Bug 1907290

Summary: Certificat error on operator upgrade
Product: OpenShift Container Platform Reporter: Nahshon Unna-Tsameret <nunnatsa>
Component: OLMAssignee: Kevin Rizza <krizza>
OLM sub component: OLM QA Contact: Jian Zhang <jiazha>
Status: CLOSED INSUFFICIENT_DATA Docs Contact:
Severity: medium    
Priority: medium CC: agreene, dageoffr, danken, davegord, dbasunag, dsover, jkeister, kmajcher, krizza, ocohen, rnetser, tyslaton, vdinh
Version: 4.7Keywords: Reopened
Target Milestone: ---   
Target Release: ---   
Hardware: All   
OS: All   
Whiteboard:
Fixed In Version: Doc Type: If docs needed, set a value
Doc Text:
Story Points: ---
Clone Of: Environment:
Last Closed: 2022-05-26 16:01:45 UTC Type: Bug
Regression: --- Mount Type: ---
Documentation: --- CRM:
Verified Versions: Category: ---
oVirt Team: --- RHEL 7.3 requirements from Atomic Host:
Cloudforms Team: --- Target Upstream Version:
Embargoed:
Attachments:
Description Flags
OLM operator log none

Description Nahshon Unna-Tsameret 2020-12-14 06:29:59 UTC
Created attachment 1738865 [details]
OLM operator log

Description of problem:
HCO openshift-ci failes on AWS, After upgrading CNV, while trying to send a request to hco-webhook, with the following error:

> Error from server (InternalError): Internal error occurred: failed calling webhook "mutate-ns-hco.kubevirt.io": Post "https://hco-webhook-service.kubevirt-hyperconverged.svc:4343/mutate-ns-hco-kubevirt-io?timeout=30s": x509: certificate signed by unknown authority (possibly because of "x509: ECDSA verification failure" while trying to verify candidate authority certificate "Red Hat, Inc.")
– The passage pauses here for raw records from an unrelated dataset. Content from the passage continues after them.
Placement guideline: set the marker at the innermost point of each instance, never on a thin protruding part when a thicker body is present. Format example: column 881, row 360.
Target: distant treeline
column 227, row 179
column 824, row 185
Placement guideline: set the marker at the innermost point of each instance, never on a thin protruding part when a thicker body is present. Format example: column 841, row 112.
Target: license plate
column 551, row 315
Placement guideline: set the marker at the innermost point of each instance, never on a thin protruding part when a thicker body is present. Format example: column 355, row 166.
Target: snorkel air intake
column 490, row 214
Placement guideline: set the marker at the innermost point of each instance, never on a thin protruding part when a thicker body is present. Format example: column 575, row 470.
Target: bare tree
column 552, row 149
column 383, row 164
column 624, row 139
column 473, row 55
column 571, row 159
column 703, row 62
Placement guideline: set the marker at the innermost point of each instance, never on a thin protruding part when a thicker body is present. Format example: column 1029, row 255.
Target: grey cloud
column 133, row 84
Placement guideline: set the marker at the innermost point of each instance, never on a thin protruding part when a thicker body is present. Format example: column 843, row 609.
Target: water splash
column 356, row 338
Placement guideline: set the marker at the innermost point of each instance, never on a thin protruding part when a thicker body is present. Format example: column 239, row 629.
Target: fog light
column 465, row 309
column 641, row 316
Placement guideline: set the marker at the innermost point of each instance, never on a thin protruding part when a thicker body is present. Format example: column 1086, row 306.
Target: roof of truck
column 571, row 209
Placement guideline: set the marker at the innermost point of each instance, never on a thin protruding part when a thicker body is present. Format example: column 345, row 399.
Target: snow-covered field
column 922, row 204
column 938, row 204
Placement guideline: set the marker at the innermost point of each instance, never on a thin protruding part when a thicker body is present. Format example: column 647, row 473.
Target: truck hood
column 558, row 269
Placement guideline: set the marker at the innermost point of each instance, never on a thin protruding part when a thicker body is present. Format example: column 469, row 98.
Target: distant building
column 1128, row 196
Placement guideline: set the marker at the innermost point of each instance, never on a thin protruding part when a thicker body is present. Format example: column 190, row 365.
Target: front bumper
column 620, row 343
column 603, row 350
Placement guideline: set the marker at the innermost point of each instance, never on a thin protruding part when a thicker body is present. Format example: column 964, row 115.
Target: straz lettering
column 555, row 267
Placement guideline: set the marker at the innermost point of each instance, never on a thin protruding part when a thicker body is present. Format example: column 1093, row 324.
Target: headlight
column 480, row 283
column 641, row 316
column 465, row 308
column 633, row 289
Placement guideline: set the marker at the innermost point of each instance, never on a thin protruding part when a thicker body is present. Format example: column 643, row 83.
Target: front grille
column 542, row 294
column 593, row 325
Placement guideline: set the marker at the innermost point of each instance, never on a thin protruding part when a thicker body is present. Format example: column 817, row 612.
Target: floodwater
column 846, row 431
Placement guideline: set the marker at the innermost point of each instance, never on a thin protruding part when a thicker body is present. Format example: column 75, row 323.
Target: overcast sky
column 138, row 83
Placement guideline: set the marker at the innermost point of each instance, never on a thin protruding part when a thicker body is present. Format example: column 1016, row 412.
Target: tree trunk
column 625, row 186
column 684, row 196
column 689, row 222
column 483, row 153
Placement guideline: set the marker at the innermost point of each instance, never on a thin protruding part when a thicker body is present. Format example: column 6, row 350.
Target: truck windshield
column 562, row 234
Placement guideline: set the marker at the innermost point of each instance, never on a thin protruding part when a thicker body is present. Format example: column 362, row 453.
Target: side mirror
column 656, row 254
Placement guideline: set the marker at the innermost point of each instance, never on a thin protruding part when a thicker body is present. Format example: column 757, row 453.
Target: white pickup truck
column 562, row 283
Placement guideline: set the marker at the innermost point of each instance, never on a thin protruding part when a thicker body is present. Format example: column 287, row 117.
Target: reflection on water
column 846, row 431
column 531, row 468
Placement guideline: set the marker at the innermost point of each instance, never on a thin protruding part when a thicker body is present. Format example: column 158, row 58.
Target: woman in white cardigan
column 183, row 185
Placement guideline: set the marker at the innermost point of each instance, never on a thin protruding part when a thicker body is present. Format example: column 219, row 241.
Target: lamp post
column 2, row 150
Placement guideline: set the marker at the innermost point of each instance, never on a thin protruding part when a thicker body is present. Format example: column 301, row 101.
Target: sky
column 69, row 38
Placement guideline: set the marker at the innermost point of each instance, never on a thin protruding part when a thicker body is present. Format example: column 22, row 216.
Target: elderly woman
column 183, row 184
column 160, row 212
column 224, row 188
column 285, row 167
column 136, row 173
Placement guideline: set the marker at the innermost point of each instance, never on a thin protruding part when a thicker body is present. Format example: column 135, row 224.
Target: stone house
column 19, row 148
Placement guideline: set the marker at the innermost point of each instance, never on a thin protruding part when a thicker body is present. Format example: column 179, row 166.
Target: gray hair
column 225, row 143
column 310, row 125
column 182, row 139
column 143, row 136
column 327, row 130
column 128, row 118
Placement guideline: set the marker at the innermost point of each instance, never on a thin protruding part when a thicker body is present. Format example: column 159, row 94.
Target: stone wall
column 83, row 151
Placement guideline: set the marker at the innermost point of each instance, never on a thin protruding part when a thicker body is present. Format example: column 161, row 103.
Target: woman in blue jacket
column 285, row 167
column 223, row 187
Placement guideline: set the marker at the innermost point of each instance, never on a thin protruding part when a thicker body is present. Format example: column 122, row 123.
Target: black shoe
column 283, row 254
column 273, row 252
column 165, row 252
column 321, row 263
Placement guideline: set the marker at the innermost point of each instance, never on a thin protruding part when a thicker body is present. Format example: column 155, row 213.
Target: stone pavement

For example: https://prow.ci.openshift.org/view/gs/origin-ci-test/pr-logs/pull/kubevirt_hyperconverged-cluster-operator/991/pull-ci-kubevirt-hyperconverged-cluster-operator-master-hco-e2e-upgrade-prev-azure/1336649438625533952
 

Here is where the test installs the "old" version:
https://github.com/kubevirt/hyperconverged-cluster-operator/blob/d1efad33eb3e6624e4ee337f593218239e86ea48/hack/upgrade-test.sh#L165-L177

And here is where the test updates the CSV version for upgrade:
https://github.com/kubevirt/hyperconverged-cluster-operator/blob/d1efad33eb3e6624e4ee337f593218239e86ea48/hack/upgrade-test.sh#L215


It was reporoduced in different scenario: using this index image: 

> quay.io/nunnatsa/hyperconverged-cluster-index:1.3.0 

1. We installed the 1.3.0 channel, then had to fix its CSV manually (another issue) to remove an annotations.description field from one of the templates, then it completed the installation.
2. uninstall 1.3.0 (originally, in order to start the upgrade scenario from 1.2.0)
3. install 1.2.0
4. trying to deploy the HyperConverged CR:
> cat <<EOF | oc} create -n kubevirt-hyperconverged -f -
> apiVersion: hco.kubevirt.io/v1beta1
> kind: HyperConverged
> metadata:
>  name: kubevirt-hyperconverged
> spec:
>   infra: {}
>   workloads: {}
> EOF

At this point, we got this error:
> Error from server (InternalError): error when creating "deploy/hco.cr.yaml": Internal error occurred: failed calling webhook "validate-hco.kubevirt.io": Post "https://hco-webhook-service.kubevirt-hyperconverged.svc:4343/validate-hco-kubevirt-io-v1beta1-hyperconverged?timeout=30s": x509: certificate signed by unknown authority (possibly because of "x509: ECDSA verification failure" while trying to verify candidate authority certificate "Red Hat, Inc.")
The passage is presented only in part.